Memorized Q&A Simulator is a small-scale, educational demonstration of some core ideas behind Transformer-based language models. In this project, we simulate a toy Transformer Q&A model that "memorizes" a set of explicitly formatted multi‑line Q&A examples. While it does not generalize or truly reason, it serves as a simplified showcase of many underlying concepts found in state-of-the-art LLMs.

Screenshot 2025-01-17 at 9 37 57 AM Screenshot 2025-01-17 at 9 38 15 AM

Overview

The simulator stores several Q&A pairs (including variations and chain-of-thought reasoning examples) and returns a predetermined answer if the user enters a prompt that exactly matches one of the memorized examples. For example, if you enter:

Q: If a cat has 4 legs then how many legs do 5 cats have?
A:

the model (which is over‑fitted on that example) should return something like:

Full response: Q: If a cat has 4 legs then how many legs do 5 cats have?
A: Let's think. One cat has 4 legs, so 5 cats have 20 legs. Therefore, the answer is 20
Extracted answer: 20

Additionally, the simulator includes an extra example for humans so that when you ask:

Q: How many legs does a human have?
A:

it returns "2".

Transformer Architecture & Logic

Although this project uses a JavaScript simulation (i.e. a memorized dictionary lookup) rather than running the full mathematical machinery of a Transformer, the original Python code (which inspired the simulation) was designed based on the following key ideas:

1. Embeddings & Positional Encoding

  • Embeddings:
    Each token (character) in the input is represented as a vector (a list of numbers). This is like giving every token its own unique "fingerprint."
  • Positional Encoding:
    Since Transformers do not have a natural sense of order, we add sinusoidal positional encodings. Think of this as assigning a "timestamp" to every token so that the model knows their order in the sequence.

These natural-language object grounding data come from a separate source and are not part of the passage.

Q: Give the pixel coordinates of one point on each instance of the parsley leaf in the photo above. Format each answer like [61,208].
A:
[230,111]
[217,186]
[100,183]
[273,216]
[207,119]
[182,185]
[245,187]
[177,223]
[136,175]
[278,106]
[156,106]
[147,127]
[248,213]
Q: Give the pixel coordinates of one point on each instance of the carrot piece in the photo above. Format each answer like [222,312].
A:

2. Self-Attention and Multi-Head Attention

  • Self-Attention:
    The model computes attention scores between every pair of tokens. This helps it figure out which parts of the input are most relevant to one another.
  • Multi-Head Attention:
    Instead of computing one attention score for each token, the model splits the token representation into several "heads." Each head focuses on a different aspect or relationship in the data. Imagine a team of experts, each looking at the input from a different perspective, then combining their insights together.

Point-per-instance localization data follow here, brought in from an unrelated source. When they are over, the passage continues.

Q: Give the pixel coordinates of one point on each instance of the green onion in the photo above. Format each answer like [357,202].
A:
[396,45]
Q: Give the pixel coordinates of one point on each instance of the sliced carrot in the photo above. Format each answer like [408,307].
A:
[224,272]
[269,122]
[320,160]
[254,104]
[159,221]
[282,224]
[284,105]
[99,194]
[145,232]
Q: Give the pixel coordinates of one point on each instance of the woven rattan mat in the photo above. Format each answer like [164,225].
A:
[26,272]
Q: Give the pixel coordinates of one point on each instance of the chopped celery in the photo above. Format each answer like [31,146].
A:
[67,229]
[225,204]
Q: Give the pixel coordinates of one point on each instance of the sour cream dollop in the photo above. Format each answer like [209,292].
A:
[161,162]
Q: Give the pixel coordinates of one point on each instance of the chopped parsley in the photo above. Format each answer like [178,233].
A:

3. Feed-Forward Networks and Nonlinear Activations

  • Feed-Forward Network (FFN):
    After attention, each token's representation is passed through a small neural network independently. This network uses nonlinear activation functions (such as GELU) to provide complex transformations.
  • Analogy:
    Think of a factory where every item is processed with the same recipe, regardless of its order in a line.

4. Residual Connections and Layer Normalization

  • Residual (Skip) Connections:
    The output of each sub-layer (attention or FFN) is added back to its input. This helps preserve information and facilitates training of very deep models.
  • Layer Normalization:
    Each token's vector is normalized (scaled to have mean 0 and variance 1) to stabilize the learning process and maintain consistent gradients during training.

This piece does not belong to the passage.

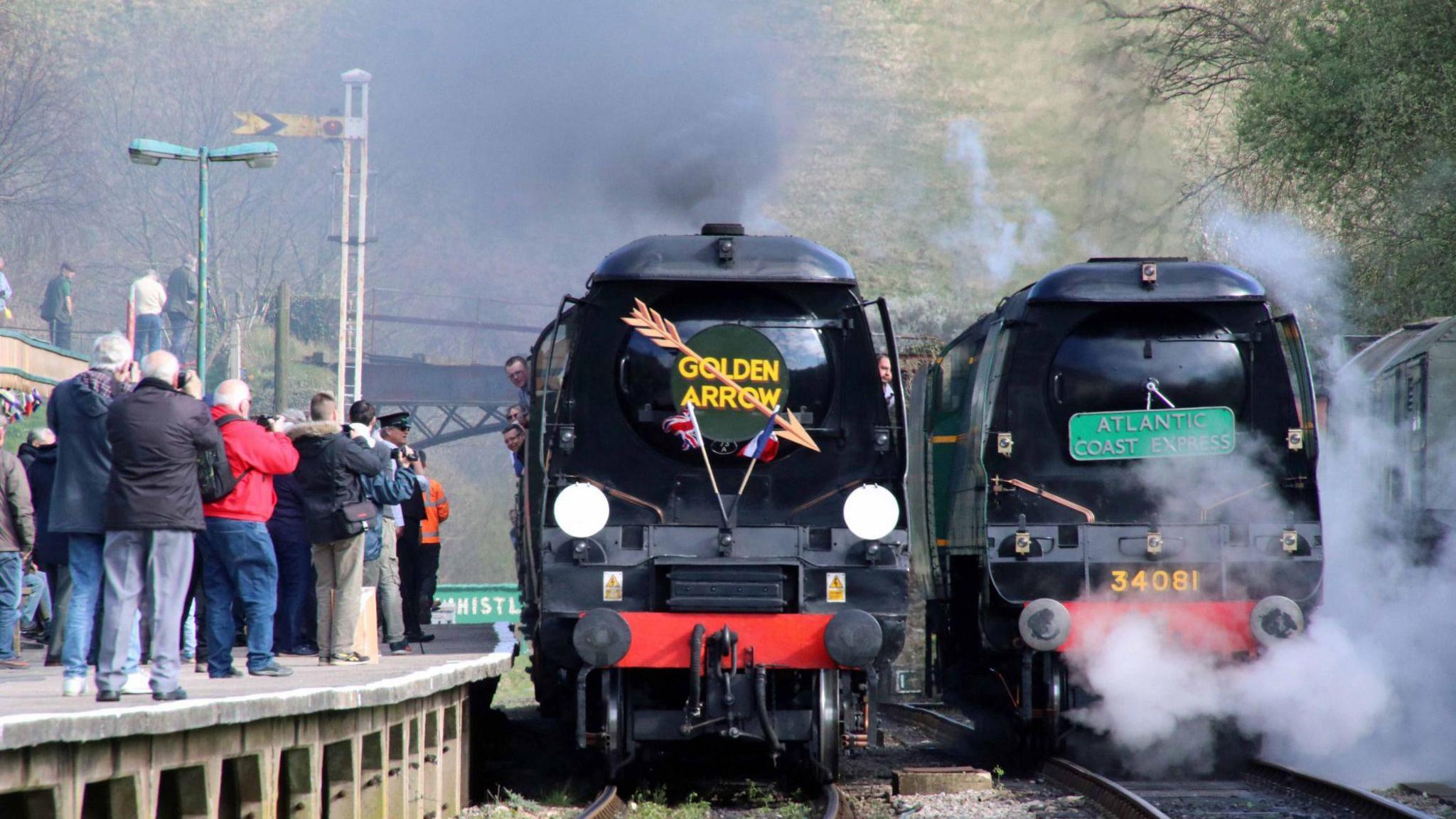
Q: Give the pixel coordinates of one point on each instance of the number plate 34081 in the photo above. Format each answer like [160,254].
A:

5. Loss Function and Training

  • Cross-Entropy Loss with Label Smoothing:
    The loss function compares the model's predicted probability distribution to the "true" (one-hot) distribution. Label smoothing is applied to regularize the model.
  • Gradient Descent:
    The model's parameters are updated iteratively based on the gradient of the loss (using an adaptive learning rate), which is conceptually similar to making small adjustments on each step to minimize error.

Features & Capabilities

  • Memorization of Q&A Pairs:
    The project demonstrates a model that memorizes a small set of Q&A examples (via repetition) and outputs the pre-learned answer when the prompt matches.

  • Chain-of-Thought Example:
    For advanced questions, the dataset includes chain-of-thought reasoning examples to simulate an explanation process before the final answer.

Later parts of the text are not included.